Bild: Neue Volkspartei? „Die Grünen sind natürlich ein heißer Kandidat“,…
taz am wochenende: Herr Koß, seit den Landtagswahlen in Baden-Württemberg
und Rheinland-Pfalz sowie einer heftigen Krise der Unionsparteien ist
allenthalben die Rede von „Mehrheiten jenseits der Union“, vornehmlich
durch eine Ampelkoalition zwischen Grünen, SPD und FDP. Ist dadurch Ihre
These nicht schon widerlegt, dass die Zeit der einfachen Mehrheiten in
Deutschland vorbei ist?
Michael Koß: Ich sage jetzt nicht einmal Jein, sondern Nein. Erstens wäre
eine Dreierkoalition (wie im Falle einer Ampel) auf Bundesebene generell
ein Novum und eine kompliziertere Konstellation als die bislang üblichen
Zweierbündnisse. Zweitens müsste man gespannt sein, wie insbesondere die
Grünen und die FDP im Bund in eine gemeinsame Koalition gehen wollen. Denn
die FDP hat zwar in Bezug auf ihre Regierungswilligkeit seit dem Scheitern
der Jamaika-Verhandlungen 2017 eine 180-Grad-Wende vollzogen, inhaltlich
sehe ich aber praktisch keine Schnittmenge zwischen FDP und Grünen. Von
daher: Schauen wir mal.
Eine zweite These von Ihnen lautet, dass die Zeit der Volksparteien bei uns
generell vorbei sei. Mit den Grünen steht doch schon eine neue Volkspartei
in den Startlöchern, oder etwa nicht?
Die Zeit der Volksparteien ist vorbei, aber nicht endgültig. Zwar haben
sich deren optimale Bedingungen aus der Zeit des Kalten Krieges mit dessen
Ende aufgelöst, aber das heißt nicht, dass nicht wieder gute Verhältnisse
für Volksparteien entstehen können. Das wird aber wahrscheinlich dauern,
und zwar eher noch Jahrzehnte als Jahre. [1][Die Grünen sind momentan
natürlich ein heißer Kandidat], bislang sind sie aber allenfalls eine
regionale Volkspartei, etwa in Baden-Württemberg. In Sachsen-Anhalt
dagegen, wo die nächste Wahl ansteht, müssen sie sich freuen, wenn sie
überhaupt in den Landtag einziehen. Der neue Volksparteikandidat ist dort
die AfD. Und selbst wenn die Grünen dieses Jahr im Bund einmal 20 oder gar
30 Prozent holen sollten, macht sie das noch nicht zur neuen Volkspartei.
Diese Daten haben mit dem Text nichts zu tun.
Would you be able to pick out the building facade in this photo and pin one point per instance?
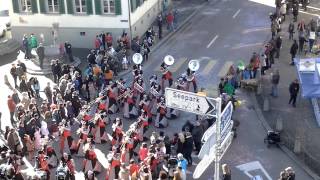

Was könnte sie denn dazu machen?
Die Volksparteien in der alten Bundesrepublik – Union und SPD – haben bis
in die achtziger Jahre zusammen um die 90 Prozent der Stimmen erreicht. Das
ist ihnen in dieser Zweierkonstellation gelungen, weil sie innerhalb der
ideologischen Leitplanken des Kalten Krieges – in der BRD waren das
Westbindung und Antikommunismus – die zwei entgegengesetzten Pole des
sozial- und wirtschaftspolitischen Spektrums verkörpert haben, vereinfacht
gesagt: rechts und links. Seit Ende des Kalten Krieges aber ist zu dieser
sozioökonomischen Achse eine kulturell-identitätspolitische Achse
dazugekommen, die quer zur ersten steht und dadurch auch mitten durch die
alten Volksparteien hindurchgeht und diese spaltet. Das Ergebnis ist eine
zunehmende Fragmentierung der Parteienlandschaft, die erst dann wirklich
zurückgehen wird, wenn die beiden quer stehenden Achsen sich wieder
überlagern, wenn also sowohl nationalistische als auch kosmopolitische
Parteien sich jeweils klar für eine sozioökonomische Ausrichtung
entscheiden würden. Das sehe ich im Moment noch nicht, es kann aber
prinzipiell passieren.
Bei der SPD mögen einige auch auf eine neue „Lichtgestalt“ wie Willy Brandt
hoffen. So jemand müsste doch die schwächelnden Volksparteien auch wieder
zu alter Größe führen können?
Natürlich spielen auch Persönlichkeiten eine Rolle, aber die echten
„Lichtgestalten“, die ich mir im Buch angesehen habe, Brandt in der BRD und
in Österreich Bruno Kreisky, haben das erreicht, was sie erreicht haben,
weil sie extrem günstige Bedingungen dafür hatten. Heutige Lichtgestalten,
etwa Angela Merkel oder Sebastian Kurz, leuchten angesichts hochkomplexer
Dauerkrisen allenfalls im Energiesparmodus. Und künftige Hoffnungsträger
wie Kevin Kühnert, Robert Habeck oder Annalena Baerbock müssen noch darauf
hoffen, dass ihnen die gesellschaftlichen Konfliktkonstellationen in die
Karten spielen, um sich überhaupt beweisen zu können.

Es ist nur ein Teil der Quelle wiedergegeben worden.